For block ciphers, Note 3 recommends key sizes of at least 192 bits in contexts requiring quantum resistance – ruling out AES-128 for quantum-sensitive applications, due to Grover’s algorithm. For hash functions, Note 4 recommends output lengths of at least 384 bits, which means SHA-256 and SHA3-256 are not sufficient for quantum-resistant contexts. For MAC schemes based on hash functions, Note 19 recommends key sizes of at least 192 bits.
These are not exotic, forward-looking provisions. They affect decisions organizations are making right now about which symmetric algorithms to deploy in new systems.
Why This Document Matters Beyond Certification
The ACM v2 is technically addressed to “developers and evaluators” working within the EUCC certification framework. But its influence extends well beyond Common Criteria labs.
The European Commission’s Coordinated Implementation Roadmap for PQC transition – which targets high-risk systems by 2030 and full migration by 2035 – references the ECCG’s agreed mechanisms as the cryptographic baseline. The EU Cyber Resilience Act standardization work is moving toward a model where the ACM’s mechanism list defines “state of the art” cryptography for internet-connected products. Any organization that sells ICT products into the European market, or that supplies components to companies that do, will eventually feel the pull of these recommendations.

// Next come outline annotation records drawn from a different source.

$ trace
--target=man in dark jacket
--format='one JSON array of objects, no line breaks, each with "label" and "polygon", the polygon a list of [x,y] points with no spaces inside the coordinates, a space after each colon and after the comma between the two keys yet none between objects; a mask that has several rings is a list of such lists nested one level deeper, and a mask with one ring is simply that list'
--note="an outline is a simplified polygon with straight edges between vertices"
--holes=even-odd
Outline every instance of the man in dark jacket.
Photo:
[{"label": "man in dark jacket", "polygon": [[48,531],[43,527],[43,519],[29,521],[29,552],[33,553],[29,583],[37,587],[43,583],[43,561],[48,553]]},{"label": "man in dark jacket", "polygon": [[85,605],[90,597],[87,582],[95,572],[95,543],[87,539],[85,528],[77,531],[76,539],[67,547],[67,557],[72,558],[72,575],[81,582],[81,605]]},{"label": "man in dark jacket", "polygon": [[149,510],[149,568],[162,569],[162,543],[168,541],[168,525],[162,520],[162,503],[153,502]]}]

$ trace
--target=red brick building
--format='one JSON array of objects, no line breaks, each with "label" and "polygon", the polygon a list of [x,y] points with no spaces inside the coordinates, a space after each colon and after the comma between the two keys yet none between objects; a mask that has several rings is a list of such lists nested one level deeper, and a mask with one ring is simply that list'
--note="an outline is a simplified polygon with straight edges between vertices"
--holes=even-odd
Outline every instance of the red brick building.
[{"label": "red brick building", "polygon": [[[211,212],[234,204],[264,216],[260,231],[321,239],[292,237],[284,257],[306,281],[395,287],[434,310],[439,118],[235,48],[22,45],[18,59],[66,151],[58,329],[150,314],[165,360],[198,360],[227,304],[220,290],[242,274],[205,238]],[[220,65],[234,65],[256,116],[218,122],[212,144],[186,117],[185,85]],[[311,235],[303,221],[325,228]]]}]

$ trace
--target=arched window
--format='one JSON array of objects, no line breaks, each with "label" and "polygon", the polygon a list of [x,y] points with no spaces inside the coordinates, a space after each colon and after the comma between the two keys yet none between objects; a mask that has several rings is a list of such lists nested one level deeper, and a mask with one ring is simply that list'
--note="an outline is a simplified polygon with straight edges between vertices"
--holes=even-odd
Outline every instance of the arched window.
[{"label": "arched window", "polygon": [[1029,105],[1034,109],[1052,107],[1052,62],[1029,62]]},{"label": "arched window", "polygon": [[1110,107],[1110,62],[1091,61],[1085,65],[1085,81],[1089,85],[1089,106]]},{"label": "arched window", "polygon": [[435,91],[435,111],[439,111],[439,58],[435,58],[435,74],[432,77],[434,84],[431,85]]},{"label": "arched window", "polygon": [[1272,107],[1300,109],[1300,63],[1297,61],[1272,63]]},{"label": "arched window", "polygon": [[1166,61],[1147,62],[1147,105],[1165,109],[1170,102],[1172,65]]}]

The mandatory hybrid requirement is particularly consequential. While NIST’s own guidance has been increasingly supportive of hybrid deployments, it has not mandated them. The ECCG has. For organizations operating across both U.S. and European regulatory environments, the European hybrid mandate becomes the binding constraint – you can comply with both by deploying hybrid, but you cannot comply with both by deploying standalone PQC.
What to Do With This
The ACM v2 doesn’t change the physics of quantum computing or the mathematics of post-quantum algorithms. What it changes is the regulatory landscape. Specific actions for security leaders:
Audit your European product portfolio for classical-only asymmetric crypto. RSA below 3,000 bits and DH groups below 3,072 bits are losing their “agreed” status at year-end. If you’re shipping products into EUCC certification pipelines with these parameters, the clock is running.
Plan for hybrid from the start. If your PQC migration roadmap includes standalone ML-KEM or ML-DSA deployments, it won’t satisfy the European framework. Design for hybrid – ML-KEM + ECDH for key agreement, ML-DSA + ECDSA for signatures. The document even specifies agreed key combiners (CatKDF and CasKDF from ETSI’s hybrid specification) for combining the classical and post-quantum key material.

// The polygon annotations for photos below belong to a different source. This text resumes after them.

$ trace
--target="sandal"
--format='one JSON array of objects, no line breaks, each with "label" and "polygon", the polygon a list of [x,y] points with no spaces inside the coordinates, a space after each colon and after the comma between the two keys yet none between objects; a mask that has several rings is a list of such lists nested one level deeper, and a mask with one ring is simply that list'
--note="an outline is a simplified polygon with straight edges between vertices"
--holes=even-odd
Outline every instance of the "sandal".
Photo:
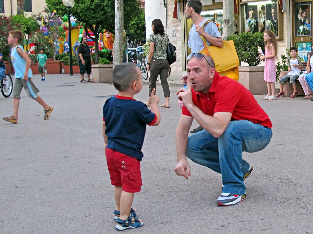
[{"label": "sandal", "polygon": [[118,218],[116,219],[116,221],[118,224],[115,226],[115,228],[119,231],[125,230],[128,228],[140,227],[143,225],[142,220],[139,219],[137,216],[133,217],[131,215],[130,215],[127,220],[123,220]]},{"label": "sandal", "polygon": [[[120,211],[115,210],[113,212],[113,213],[115,215],[115,220],[116,220],[117,219],[120,217],[120,215],[121,214],[121,212],[120,212]],[[132,208],[131,208],[131,211],[129,212],[129,213],[131,215],[131,216],[133,217],[135,217],[135,216],[137,216],[137,214],[136,213],[136,212],[135,211],[135,210]],[[119,216],[118,216],[118,215]]]},{"label": "sandal", "polygon": [[269,98],[267,99],[267,100],[269,101],[272,101],[273,100],[276,100],[276,97],[274,97],[274,96],[271,96],[270,97],[269,97]]},{"label": "sandal", "polygon": [[283,92],[282,93],[281,93],[280,92],[278,93],[278,94],[276,95],[276,97],[279,97],[282,96],[284,96],[285,95],[285,94]]},{"label": "sandal", "polygon": [[50,106],[49,106],[49,108],[46,110],[44,110],[44,120],[47,119],[48,118],[50,117],[50,115],[51,114],[51,112],[52,112],[53,110],[53,107]]},{"label": "sandal", "polygon": [[160,106],[161,107],[165,107],[165,108],[170,108],[169,103],[164,103]]},{"label": "sandal", "polygon": [[298,95],[298,94],[299,93],[299,90],[297,90],[295,92],[294,92],[292,93],[292,94],[290,96],[290,97],[295,97],[296,96]]},{"label": "sandal", "polygon": [[5,117],[4,118],[2,118],[2,119],[5,121],[12,123],[12,124],[18,123],[18,118],[16,119],[13,117],[13,115],[9,117]]},{"label": "sandal", "polygon": [[192,133],[194,133],[195,132],[200,132],[201,130],[203,130],[203,128],[201,126],[199,126],[198,128],[196,128],[195,129],[192,129],[192,130],[190,131],[190,132]]}]

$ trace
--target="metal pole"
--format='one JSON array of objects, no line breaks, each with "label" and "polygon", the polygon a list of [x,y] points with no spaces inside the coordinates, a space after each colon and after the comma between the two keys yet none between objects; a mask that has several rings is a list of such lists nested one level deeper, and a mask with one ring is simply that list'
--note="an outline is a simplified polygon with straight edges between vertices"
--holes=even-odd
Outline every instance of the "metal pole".
[{"label": "metal pole", "polygon": [[71,70],[71,76],[73,75],[73,61],[72,57],[72,35],[71,35],[71,14],[69,12],[69,9],[71,6],[67,7],[68,10],[67,12],[67,16],[69,18],[69,66]]}]

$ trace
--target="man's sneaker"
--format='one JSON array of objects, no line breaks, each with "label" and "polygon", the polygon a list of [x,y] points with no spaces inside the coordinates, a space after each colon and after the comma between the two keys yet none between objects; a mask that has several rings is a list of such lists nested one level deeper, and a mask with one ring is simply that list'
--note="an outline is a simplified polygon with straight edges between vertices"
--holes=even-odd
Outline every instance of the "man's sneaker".
[{"label": "man's sneaker", "polygon": [[246,199],[246,194],[237,195],[227,193],[222,193],[216,202],[219,206],[230,206],[240,202]]},{"label": "man's sneaker", "polygon": [[[247,178],[249,177],[249,176],[254,171],[254,169],[253,168],[253,167],[251,165],[250,165],[250,167],[249,168],[249,170],[244,175],[244,176],[243,177],[244,178],[244,181]],[[222,189],[223,189],[223,188],[224,188],[224,184],[222,184]]]},{"label": "man's sneaker", "polygon": [[5,85],[5,87],[7,88],[8,88],[10,87],[10,84],[9,83],[9,81],[8,80],[7,81],[4,81],[4,85]]},{"label": "man's sneaker", "polygon": [[254,169],[253,169],[253,167],[251,165],[250,165],[250,167],[249,168],[249,170],[248,170],[248,172],[244,175],[244,176],[243,177],[244,178],[244,181],[246,179],[249,177],[250,175],[252,173],[252,172],[253,172],[254,171]]},{"label": "man's sneaker", "polygon": [[120,231],[128,228],[140,227],[143,225],[142,220],[138,219],[137,216],[133,217],[131,215],[130,215],[128,218],[126,220],[120,219],[119,218],[118,218],[116,219],[116,222],[117,224],[115,226],[115,228]]}]

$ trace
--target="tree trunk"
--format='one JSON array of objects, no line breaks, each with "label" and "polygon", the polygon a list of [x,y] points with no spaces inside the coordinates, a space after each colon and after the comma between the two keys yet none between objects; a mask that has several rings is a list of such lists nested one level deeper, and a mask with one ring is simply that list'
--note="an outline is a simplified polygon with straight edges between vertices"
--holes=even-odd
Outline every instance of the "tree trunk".
[{"label": "tree trunk", "polygon": [[123,0],[114,1],[115,33],[113,48],[113,67],[123,63],[123,28],[124,27]]},{"label": "tree trunk", "polygon": [[235,15],[233,0],[223,0],[223,32],[222,38],[225,40],[227,37],[234,35]]},{"label": "tree trunk", "polygon": [[22,11],[24,11],[24,6],[25,4],[25,0],[17,0],[18,15],[22,14]]}]

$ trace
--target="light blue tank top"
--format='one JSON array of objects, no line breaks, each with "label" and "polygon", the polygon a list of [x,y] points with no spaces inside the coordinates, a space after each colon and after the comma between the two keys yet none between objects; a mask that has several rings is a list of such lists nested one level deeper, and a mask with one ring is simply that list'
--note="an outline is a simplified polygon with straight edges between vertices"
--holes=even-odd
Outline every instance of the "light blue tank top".
[{"label": "light blue tank top", "polygon": [[[24,74],[25,72],[26,68],[26,61],[22,58],[16,51],[16,48],[19,47],[24,51],[24,49],[22,46],[19,45],[18,46],[12,48],[11,50],[11,61],[13,65],[14,70],[15,71],[15,78],[24,78]],[[29,68],[28,71],[28,78],[30,78],[33,76],[32,69]]]}]

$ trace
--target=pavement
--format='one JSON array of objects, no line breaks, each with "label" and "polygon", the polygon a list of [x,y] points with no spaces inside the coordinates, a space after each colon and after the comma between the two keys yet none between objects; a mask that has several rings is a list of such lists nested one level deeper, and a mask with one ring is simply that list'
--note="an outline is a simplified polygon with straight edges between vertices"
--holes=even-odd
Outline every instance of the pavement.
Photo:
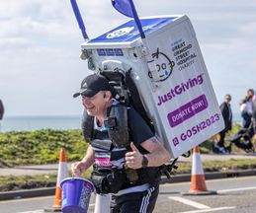
[{"label": "pavement", "polygon": [[[206,161],[226,161],[230,159],[255,159],[256,154],[229,154],[229,155],[214,155],[214,154],[201,154],[202,162]],[[189,158],[180,157],[178,162],[192,162],[192,155]],[[67,164],[70,168],[70,163]],[[48,175],[50,173],[57,173],[58,164],[53,165],[38,165],[38,166],[22,166],[16,168],[0,168],[1,176],[22,176],[22,175]],[[232,177],[243,177],[243,176],[255,176],[256,170],[243,170],[243,171],[223,171],[217,173],[205,173],[206,179],[213,178],[224,178]],[[181,182],[190,181],[191,175],[174,175],[170,179],[163,178],[162,183],[167,182]],[[55,187],[48,188],[36,188],[30,190],[16,190],[0,192],[0,200],[15,199],[15,198],[26,198],[34,196],[45,196],[53,195]]]}]

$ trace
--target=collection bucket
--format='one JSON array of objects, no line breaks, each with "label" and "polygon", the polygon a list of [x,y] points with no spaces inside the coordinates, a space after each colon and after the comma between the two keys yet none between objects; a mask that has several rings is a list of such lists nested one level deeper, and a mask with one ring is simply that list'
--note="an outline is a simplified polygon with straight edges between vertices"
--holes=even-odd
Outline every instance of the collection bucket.
[{"label": "collection bucket", "polygon": [[93,183],[81,178],[68,178],[60,182],[62,189],[62,212],[85,213],[88,210]]}]

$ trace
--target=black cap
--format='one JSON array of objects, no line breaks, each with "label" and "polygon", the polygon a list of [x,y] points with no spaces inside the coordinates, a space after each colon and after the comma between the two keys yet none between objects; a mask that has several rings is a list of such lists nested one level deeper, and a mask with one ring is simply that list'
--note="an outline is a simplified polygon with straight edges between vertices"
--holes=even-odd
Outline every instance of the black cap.
[{"label": "black cap", "polygon": [[100,91],[111,91],[113,94],[114,88],[104,76],[97,74],[89,75],[82,81],[80,91],[75,93],[73,98],[80,95],[91,98]]}]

Evaluate FrodoKEM for high-assurance use cases. The performance penalty is real – larger keys, more bandwidth – but for environments where the conservatism of unstructured lattices matters (government, financial infrastructure, long-term data protection), FrodoKEM now has institutional backing from Europe’s certification framework.

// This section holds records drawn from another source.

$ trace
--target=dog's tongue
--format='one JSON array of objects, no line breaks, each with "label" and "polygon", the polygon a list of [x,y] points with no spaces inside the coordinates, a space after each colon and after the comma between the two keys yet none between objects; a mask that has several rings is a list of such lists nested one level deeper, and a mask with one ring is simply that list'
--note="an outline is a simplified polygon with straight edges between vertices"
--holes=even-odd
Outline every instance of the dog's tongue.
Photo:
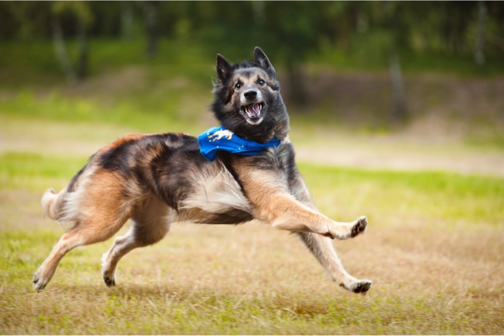
[{"label": "dog's tongue", "polygon": [[254,104],[248,107],[248,114],[252,117],[257,117],[261,113],[261,104]]}]

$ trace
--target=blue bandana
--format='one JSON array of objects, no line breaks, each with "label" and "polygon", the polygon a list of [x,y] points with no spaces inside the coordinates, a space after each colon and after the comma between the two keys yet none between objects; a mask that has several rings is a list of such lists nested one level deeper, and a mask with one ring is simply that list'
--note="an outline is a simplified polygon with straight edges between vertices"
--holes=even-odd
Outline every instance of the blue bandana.
[{"label": "blue bandana", "polygon": [[241,155],[257,155],[268,147],[278,147],[280,141],[274,138],[265,144],[243,139],[223,126],[213,127],[198,137],[200,151],[207,160],[213,161],[219,150]]}]

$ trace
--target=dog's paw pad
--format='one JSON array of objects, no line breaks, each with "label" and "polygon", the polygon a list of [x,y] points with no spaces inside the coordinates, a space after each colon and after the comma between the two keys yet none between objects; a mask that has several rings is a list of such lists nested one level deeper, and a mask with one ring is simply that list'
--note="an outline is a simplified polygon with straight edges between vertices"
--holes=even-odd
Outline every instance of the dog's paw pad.
[{"label": "dog's paw pad", "polygon": [[33,287],[36,291],[41,291],[45,288],[48,282],[45,279],[40,278],[35,275],[33,276]]},{"label": "dog's paw pad", "polygon": [[352,227],[352,232],[351,233],[352,238],[357,236],[359,233],[364,233],[365,232],[367,228],[367,219],[364,216],[359,217],[356,221],[355,224]]},{"label": "dog's paw pad", "polygon": [[115,286],[115,279],[113,278],[104,276],[103,281],[105,281],[105,284],[107,285],[107,287]]},{"label": "dog's paw pad", "polygon": [[372,283],[371,280],[362,280],[352,286],[352,291],[354,293],[364,294],[371,288],[371,285],[372,285]]}]

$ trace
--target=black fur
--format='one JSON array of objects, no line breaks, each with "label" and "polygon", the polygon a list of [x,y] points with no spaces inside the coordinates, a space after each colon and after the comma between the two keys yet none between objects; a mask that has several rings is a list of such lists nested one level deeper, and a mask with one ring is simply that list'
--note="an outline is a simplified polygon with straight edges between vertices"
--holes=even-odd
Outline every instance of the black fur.
[{"label": "black fur", "polygon": [[[253,61],[243,61],[238,64],[229,63],[222,56],[217,55],[218,80],[214,83],[215,98],[211,106],[212,111],[226,128],[239,137],[263,143],[268,142],[274,137],[281,140],[289,131],[289,115],[280,93],[280,85],[276,79],[275,69],[260,48],[256,48],[254,54]],[[273,92],[265,87],[258,87],[265,98],[265,117],[259,124],[251,125],[244,121],[239,112],[239,106],[237,104],[232,104],[230,92],[234,85],[231,83],[233,74],[241,72],[244,76],[249,76],[258,70],[267,74],[268,78],[265,79]]]}]

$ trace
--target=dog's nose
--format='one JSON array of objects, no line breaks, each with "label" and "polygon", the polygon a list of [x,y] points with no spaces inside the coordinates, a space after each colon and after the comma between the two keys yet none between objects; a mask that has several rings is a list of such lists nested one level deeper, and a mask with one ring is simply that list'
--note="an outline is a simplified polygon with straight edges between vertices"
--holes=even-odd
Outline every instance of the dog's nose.
[{"label": "dog's nose", "polygon": [[251,89],[243,92],[243,96],[247,99],[253,99],[257,97],[257,91]]}]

Don’t overlook the symmetric adjustments. If you’re deploying new systems that need to remain secure against quantum adversaries, AES-128 and SHA-256 alone are no longer sufficient under European guidance. Move to AES-256 and SHA-384 or SHA-512 for quantum-resistant contexts.
The Bigger Picture
The ACM v2 is Europe drawing a line. Not a dramatic one – no panic, no ultimatums – but a clear, technically detailed line that says: post-quantum cryptography is no longer experimental, it is now part of the approved toolbox, and classical asymmetric cryptography alone is no longer sufficient for products that need to maintain security assurance over any meaningful time horizon.
The hybrid mandate is the most strategically significant element. It reflects a mature, pragmatic risk calculus: deploy PQC now, but don’t bet everything on algorithms that are younger than most of the systems they’re meant to protect. The inclusion of FrodoKEM alongside ML-KEM signals that Europe is not content to follow NIST’s selections uncritically – it wants algorithmic diversity as a hedge against future cryptanalytic surprises.
For organizations still debating when to start their PQC migration, the ECCG just simplified the decision. If you sell into the European market, the answer is now.